There were not many replies about it since almost all Common Lisps are 
currently shallow-bound [the upcoming Xerox effort will be an exception, 
and some parallel research versions of Common Lisp are also an exception]

Since none of these proposals for clarifying the semantics of undeclared
variables propose to do away with "special" variables, then the question 
of global/fluid distinction for "specials" is still relevant.  So I'm a 
bit concerned about the proposal to add yet a third environment, the 
"global lexical", which doesn't address this concern.

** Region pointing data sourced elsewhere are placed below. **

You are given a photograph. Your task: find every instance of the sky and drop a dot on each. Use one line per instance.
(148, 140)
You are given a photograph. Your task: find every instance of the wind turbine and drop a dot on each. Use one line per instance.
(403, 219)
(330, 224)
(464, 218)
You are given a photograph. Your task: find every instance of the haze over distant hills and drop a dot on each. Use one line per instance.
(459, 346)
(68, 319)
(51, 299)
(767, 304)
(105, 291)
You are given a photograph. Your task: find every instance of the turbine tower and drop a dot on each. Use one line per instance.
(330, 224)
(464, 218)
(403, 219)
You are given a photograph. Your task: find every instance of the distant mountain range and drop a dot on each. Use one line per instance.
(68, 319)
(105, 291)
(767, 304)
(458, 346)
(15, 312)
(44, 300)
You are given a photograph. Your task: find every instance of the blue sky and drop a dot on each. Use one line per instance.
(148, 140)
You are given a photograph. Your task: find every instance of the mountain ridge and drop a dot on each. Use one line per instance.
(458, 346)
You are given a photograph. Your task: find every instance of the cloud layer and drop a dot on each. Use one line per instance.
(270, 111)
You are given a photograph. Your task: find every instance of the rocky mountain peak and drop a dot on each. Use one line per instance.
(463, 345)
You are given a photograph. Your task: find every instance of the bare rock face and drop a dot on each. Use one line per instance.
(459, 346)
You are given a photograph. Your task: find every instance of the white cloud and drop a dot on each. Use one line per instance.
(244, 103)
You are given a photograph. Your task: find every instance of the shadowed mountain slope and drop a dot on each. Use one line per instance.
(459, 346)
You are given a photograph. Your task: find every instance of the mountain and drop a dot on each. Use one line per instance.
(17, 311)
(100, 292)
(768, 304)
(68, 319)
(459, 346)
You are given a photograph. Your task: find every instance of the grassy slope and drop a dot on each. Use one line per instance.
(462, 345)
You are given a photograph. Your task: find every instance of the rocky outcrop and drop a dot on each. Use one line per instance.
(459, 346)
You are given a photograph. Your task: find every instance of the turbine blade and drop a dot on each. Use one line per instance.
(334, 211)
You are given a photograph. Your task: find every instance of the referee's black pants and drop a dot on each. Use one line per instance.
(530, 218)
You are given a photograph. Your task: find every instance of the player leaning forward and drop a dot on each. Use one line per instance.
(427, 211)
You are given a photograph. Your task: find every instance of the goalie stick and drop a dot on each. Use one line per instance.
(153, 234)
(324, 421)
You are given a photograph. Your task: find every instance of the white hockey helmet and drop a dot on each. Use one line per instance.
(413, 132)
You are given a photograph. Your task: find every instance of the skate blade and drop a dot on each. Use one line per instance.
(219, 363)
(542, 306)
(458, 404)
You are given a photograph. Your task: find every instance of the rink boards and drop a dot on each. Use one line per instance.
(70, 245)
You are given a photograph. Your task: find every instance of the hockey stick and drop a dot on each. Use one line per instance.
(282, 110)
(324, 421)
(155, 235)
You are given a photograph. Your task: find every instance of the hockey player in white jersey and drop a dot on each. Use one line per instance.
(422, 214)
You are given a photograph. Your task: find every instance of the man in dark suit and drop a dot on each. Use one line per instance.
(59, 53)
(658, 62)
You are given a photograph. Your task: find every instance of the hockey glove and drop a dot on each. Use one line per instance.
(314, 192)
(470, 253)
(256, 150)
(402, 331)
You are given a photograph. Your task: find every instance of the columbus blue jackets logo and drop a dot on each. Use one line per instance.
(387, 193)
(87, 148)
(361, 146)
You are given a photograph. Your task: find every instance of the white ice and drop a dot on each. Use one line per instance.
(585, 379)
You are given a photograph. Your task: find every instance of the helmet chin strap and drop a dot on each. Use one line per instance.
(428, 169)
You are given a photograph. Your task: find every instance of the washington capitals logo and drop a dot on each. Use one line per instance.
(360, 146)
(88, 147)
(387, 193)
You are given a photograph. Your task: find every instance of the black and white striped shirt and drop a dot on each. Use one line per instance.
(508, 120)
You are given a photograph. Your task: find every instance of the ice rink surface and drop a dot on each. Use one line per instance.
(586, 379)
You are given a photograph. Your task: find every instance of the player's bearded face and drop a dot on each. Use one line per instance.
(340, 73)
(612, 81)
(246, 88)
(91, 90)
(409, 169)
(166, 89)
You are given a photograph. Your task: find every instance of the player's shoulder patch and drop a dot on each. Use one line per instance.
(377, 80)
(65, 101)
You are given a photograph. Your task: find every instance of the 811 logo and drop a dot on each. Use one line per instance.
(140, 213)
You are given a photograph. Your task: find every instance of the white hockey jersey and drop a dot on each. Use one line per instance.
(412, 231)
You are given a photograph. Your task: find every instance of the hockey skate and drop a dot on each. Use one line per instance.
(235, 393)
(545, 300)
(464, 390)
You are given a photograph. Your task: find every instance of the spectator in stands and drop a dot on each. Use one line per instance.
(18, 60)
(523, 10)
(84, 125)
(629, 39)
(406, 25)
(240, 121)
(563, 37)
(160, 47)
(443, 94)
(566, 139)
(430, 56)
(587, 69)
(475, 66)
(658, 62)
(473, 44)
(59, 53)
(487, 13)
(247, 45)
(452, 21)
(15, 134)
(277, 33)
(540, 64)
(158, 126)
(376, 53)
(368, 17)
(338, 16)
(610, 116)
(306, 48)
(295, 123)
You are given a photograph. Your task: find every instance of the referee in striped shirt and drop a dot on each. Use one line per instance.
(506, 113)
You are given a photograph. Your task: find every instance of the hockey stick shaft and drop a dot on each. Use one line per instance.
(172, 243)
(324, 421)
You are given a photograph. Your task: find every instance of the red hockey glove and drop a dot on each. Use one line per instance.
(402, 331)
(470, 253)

Consider, for a moment, the example:
   (let ((x 1))
     (declare (special x))
     (load "some-file"))
where the contents of "some-file" are
   (setq x (+ x 3))
The historic interpretation is that this SETQ applies to the special
binding of x.  To get the effect of setting the global "fluid" binding,
one would have to say something like 
  (proclaim '(global x))
  (setq x (+ x 3))
or like
  (locally (declare (global x)) (setq x (+ x 3)))
or use functions like Interlisp's "topval" functions:
   (settopval 'x (+ (gettopval 'x) 3))
In this example, it would/should be illegal to lambda-bind x if it were 
declared "global"; thus it is quite satisfactory to use the shallow-binding 
value cell as both the "global" cell and the "special" cell;  For many 
reasons, it is very convenient to have the "top-level" fluid environment 
be the same as the global environment.  

That's why I'm a bit taken aback by your proposal that the "global lexical" 
could not share with the global dynamic (fluid) environment.  Whereas there 
is the demonstrated need for a declaration which distinguishes special 
variables from global variables, where is the need for a distinct, yet 
parallel, global lexical environment?